Si fa presto a dire “Tfr in busta”
Massimo Calvi – Avvenire
L’anticipo della liquidazione in busta paga, secondo l’ipotesi più generosa allo studio del governo, dovrebbe portare nelle tasche dei lavoratori 100 euro netti in più al mese, se la media sono i redditi da 23mila euro lordi. Una retribuzione più “ricca”, tuttavia, può produrre un effetto poco simpatico per le famiglie con figli, come ha messo in evidenza un dossier di “Repubblica”: il rischio è perdere una parte di detrazioni e poi finire anche in una fascia Isee più alta, e dover dunque pagare rette più care per asili nido, mense scolastiche o tasse universitarie, fino a vanificare il beneficio dell’aumento, quando non a renderlo sconsigliabile.

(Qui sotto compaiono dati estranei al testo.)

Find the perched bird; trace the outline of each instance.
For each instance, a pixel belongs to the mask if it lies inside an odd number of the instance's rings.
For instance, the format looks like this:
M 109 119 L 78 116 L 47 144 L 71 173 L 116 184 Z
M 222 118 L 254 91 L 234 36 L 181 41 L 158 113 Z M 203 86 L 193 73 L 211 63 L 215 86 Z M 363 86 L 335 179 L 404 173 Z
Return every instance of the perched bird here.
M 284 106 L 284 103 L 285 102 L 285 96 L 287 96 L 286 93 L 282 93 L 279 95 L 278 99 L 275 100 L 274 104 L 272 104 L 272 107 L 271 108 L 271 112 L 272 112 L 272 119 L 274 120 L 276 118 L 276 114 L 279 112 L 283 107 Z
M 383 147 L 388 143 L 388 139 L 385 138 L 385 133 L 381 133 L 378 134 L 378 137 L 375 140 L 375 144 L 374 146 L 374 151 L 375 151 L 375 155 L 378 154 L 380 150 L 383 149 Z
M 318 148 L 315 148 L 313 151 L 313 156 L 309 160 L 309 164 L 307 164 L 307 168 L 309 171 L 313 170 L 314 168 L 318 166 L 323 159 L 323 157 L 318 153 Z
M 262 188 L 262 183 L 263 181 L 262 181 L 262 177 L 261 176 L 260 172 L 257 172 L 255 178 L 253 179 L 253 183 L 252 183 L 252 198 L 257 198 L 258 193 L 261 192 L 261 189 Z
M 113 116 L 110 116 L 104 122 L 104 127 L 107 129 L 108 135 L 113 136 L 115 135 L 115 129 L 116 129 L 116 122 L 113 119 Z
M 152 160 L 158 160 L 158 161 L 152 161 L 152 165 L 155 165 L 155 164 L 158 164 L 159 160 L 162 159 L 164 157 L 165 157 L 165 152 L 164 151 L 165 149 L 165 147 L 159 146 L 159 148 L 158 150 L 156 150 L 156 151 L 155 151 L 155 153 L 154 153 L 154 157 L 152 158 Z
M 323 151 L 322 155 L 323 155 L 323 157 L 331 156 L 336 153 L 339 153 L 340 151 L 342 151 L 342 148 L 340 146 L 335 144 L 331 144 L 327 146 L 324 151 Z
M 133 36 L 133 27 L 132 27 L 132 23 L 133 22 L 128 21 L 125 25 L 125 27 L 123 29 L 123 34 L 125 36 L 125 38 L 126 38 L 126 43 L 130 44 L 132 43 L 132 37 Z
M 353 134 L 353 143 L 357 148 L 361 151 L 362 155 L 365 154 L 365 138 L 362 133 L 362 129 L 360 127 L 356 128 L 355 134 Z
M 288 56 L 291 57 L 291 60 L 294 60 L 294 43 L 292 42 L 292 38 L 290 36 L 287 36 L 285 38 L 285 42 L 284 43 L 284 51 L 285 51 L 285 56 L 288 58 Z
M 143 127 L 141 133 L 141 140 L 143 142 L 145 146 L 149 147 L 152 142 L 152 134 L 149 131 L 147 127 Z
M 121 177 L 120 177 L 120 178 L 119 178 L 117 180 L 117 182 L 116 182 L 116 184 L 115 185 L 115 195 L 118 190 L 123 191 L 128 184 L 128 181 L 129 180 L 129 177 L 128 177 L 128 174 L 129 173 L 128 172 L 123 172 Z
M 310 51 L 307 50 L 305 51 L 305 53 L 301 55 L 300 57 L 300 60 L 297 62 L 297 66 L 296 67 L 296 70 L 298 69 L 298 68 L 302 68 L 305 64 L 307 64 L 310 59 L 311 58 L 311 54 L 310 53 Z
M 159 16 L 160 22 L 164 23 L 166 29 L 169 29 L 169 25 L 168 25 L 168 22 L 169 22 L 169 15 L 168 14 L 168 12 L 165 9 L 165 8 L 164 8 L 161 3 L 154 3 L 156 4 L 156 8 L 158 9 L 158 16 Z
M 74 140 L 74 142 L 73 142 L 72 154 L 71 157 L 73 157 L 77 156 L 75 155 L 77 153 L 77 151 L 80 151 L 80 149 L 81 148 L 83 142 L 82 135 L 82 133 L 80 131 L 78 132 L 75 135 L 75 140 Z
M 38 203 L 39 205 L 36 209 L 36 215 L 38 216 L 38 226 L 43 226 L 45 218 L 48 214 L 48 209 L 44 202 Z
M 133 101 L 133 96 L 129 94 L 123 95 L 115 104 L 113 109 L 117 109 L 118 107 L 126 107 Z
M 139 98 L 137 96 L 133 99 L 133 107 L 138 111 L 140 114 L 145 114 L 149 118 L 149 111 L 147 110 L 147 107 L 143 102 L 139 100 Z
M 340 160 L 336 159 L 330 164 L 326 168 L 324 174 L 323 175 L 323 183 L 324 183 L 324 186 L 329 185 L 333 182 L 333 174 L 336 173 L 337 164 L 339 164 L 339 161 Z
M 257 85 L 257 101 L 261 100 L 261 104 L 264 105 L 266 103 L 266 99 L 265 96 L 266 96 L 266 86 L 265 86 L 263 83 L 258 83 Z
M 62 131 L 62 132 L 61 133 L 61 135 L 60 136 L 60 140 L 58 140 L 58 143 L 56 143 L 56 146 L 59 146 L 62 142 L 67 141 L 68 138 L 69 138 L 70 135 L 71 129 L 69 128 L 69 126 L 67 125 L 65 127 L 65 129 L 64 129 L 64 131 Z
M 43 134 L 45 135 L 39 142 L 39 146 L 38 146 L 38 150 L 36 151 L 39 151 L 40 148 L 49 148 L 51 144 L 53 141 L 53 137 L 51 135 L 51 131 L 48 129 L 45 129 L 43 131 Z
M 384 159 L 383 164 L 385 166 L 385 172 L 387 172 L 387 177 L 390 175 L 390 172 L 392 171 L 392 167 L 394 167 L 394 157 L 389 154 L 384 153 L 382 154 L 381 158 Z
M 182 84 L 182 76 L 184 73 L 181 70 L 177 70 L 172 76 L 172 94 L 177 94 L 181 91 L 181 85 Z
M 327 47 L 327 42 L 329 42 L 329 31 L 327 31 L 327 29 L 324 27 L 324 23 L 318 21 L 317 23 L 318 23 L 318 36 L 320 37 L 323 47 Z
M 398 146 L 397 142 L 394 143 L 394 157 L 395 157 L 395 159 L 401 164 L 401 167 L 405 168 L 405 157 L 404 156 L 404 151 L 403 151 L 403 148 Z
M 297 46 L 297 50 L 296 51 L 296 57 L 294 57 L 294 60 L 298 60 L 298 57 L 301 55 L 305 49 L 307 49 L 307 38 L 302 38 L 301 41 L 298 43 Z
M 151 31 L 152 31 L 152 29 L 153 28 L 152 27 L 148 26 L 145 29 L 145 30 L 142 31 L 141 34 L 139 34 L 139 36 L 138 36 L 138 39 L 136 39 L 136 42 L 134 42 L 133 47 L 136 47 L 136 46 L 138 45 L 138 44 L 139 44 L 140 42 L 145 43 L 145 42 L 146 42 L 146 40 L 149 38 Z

Non è un problema del Tfr, è una questione antica che si ripropone. In sostanza il combinato tra un fisco modellato sul reddito individuale, che non valuta adeguatamente i carichi familiari, e la struttura delle tariffe dei servizi per i minori legate ai redditi, finisce per generare situazioni paradossali. È come se il sistema “spingesse” i cittadini ad accontentarsi di uno stipendio contenuto, ad avere pochi figli e a non darsi molto da fare per migliorare la propria condizione di lavoro: tanto poi scattano gli aumenti di tasse e tariffe. Un’incoerenza che dovrebbe spingere chi si interroga sulle ragioni della mancata crescita dell’Italia a concentrarsi anche sulle responsabilità del sistema fiscale.
Il vero punto critico resta in ogni caso il deficit strutturale di attenzione alle famiglie, in particolare a quelle numerose, e ai bambini in generale. A tutti i livelli. Il peso delle rette di nidi e mense, con i rincari diffusi, rappresenta oggi una delle voci più importanti nei bilanci delle famiglie. Oltretutto, l’uso improprio dell’indicatore Isee non per agevolare le fasce deboli, ma per “tassare” quelle medie, finisce per penalizzare chi paga già le tasse e contribuisce in modo progressivo al finanziamento dei servizi pubblici. L’anticipo del Tfr nelle buste paga dei lavoratori può forse servire a rilanciare i consumi. Ma è difficile che questo si verifichi – l’esperienza del bonus da 80 euro insegna – in assenza di altri interventi, considerato che ogni misura che non tiene conto dei carichi familiari finisce per configurarsi come una palese ingiustizia.